Нордио, безусловно, превосходно образованный юрист и сделает большую карьеру. Это дело было для него большой удачей, и неудивительно, что он отстаивает свои выводы. Вердзари это прекрасно понимает. И хотя слова Нордио нисколько его не убедили, он лаконично отвечает:
— Вы прокурор, вам и решать!
Это вызывает бурное одобрение Нордио.
— Не сомневайтесь, дорогой Вердзари, все будут в выигрыше, вы тоже получите, что вам положено и давно вами заслужено. Я подробно доложил в Рим о такте и выдержке, проявленных вами при работе в таких сложных условиях…
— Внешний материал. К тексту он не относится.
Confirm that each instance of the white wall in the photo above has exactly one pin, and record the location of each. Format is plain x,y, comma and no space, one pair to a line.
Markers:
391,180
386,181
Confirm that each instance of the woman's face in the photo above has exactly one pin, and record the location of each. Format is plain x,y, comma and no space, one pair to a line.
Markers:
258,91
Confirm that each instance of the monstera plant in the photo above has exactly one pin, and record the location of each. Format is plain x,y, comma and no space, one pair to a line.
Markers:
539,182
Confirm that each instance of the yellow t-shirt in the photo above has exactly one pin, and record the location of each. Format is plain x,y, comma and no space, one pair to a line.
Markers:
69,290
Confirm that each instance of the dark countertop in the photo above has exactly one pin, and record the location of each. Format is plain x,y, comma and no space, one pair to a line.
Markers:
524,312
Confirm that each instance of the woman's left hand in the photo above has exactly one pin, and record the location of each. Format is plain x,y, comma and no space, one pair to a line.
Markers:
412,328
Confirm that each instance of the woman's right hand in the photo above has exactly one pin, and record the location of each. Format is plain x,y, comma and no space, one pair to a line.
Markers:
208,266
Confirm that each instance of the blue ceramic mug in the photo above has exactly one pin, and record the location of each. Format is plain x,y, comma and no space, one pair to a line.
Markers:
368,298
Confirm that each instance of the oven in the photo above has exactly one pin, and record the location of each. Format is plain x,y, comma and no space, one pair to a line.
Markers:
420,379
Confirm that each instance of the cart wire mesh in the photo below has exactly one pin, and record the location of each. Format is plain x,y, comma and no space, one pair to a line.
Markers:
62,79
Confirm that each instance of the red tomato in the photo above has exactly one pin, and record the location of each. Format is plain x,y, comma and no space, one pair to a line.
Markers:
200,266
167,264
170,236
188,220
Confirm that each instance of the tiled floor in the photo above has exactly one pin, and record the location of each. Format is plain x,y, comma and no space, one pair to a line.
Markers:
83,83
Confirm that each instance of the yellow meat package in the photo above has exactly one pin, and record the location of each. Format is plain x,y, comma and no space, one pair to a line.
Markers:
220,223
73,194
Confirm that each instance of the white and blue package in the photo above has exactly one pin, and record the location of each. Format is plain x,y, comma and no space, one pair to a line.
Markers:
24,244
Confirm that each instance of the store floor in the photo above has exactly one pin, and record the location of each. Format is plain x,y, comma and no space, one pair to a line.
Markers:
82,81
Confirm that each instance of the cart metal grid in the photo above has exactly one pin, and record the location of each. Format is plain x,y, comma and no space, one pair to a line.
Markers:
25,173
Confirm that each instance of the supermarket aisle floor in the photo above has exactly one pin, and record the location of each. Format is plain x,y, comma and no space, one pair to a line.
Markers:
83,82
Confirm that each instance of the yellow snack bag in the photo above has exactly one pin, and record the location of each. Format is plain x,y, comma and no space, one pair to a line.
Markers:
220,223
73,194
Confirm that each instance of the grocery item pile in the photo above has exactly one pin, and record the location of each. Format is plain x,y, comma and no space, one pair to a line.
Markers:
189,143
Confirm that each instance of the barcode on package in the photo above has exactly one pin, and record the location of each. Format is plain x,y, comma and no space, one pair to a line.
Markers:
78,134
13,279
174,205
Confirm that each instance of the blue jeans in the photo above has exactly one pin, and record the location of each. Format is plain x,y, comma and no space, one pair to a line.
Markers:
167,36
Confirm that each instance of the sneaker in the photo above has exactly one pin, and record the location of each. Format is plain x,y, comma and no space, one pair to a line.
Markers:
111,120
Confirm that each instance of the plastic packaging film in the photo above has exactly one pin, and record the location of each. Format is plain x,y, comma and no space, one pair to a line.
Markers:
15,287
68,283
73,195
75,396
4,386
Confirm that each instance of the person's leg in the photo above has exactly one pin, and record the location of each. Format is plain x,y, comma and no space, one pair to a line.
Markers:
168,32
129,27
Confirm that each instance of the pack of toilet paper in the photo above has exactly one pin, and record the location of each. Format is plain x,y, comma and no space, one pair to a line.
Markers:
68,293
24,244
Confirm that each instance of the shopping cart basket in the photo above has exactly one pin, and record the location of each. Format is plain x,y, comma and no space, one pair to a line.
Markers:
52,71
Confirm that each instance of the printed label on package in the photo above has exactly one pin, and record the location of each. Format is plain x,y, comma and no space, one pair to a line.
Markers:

Старому комиссару этот комплимент кажется просто не очень удачной попыткой сменить тему и завершить разговор. Поэтому он прощается с прокурором и с иронической улыбкой направляется к двери, бросив на ходу:
— Надо признаться, вы мне очень помогли…
Выходя из Дворца правосудия, Вердзари размышляет о многочисленных и заманчивых обещаниях, которых он за последнее время наслушался. Скоро на пенсию, и все кругом прямо из кожи вон лезут, чтобы она была как можно больше. Конечно, жаль будет уйти с работы, не дослужившись до высокого чина. Он не простак; в отличие от Конти, он всегда знал, что движет миром, хотя никогда не извлекал из этого выгоды — скорее от недостатка проворства, чем от избытка честности. Но сейчас становиться в позу просто глупо, более того — преступно, если принять во внимание жену с кучей болезней, невыплаченную квартиру и троих сынков-лодырей на шее. Конечно, случай с этой бедняжкой, которую он сбил на дороге в Сарцану, тоже сыграл свою роль. Но не это решило дело, о чем он и намекнул Де Витису; главной причиной, заставившей его сдаться, было ощущение, что героическая стойкость тут мало что даст. Игра сыграна, и единственным результатом его героизма может быть перевод куда-нибудь далеко от дома и без всякой надежды на повышение. А ведь совсем неплохо уйти в отставку в чине квестора, и чтобы тебя потом до конца жизни так величали.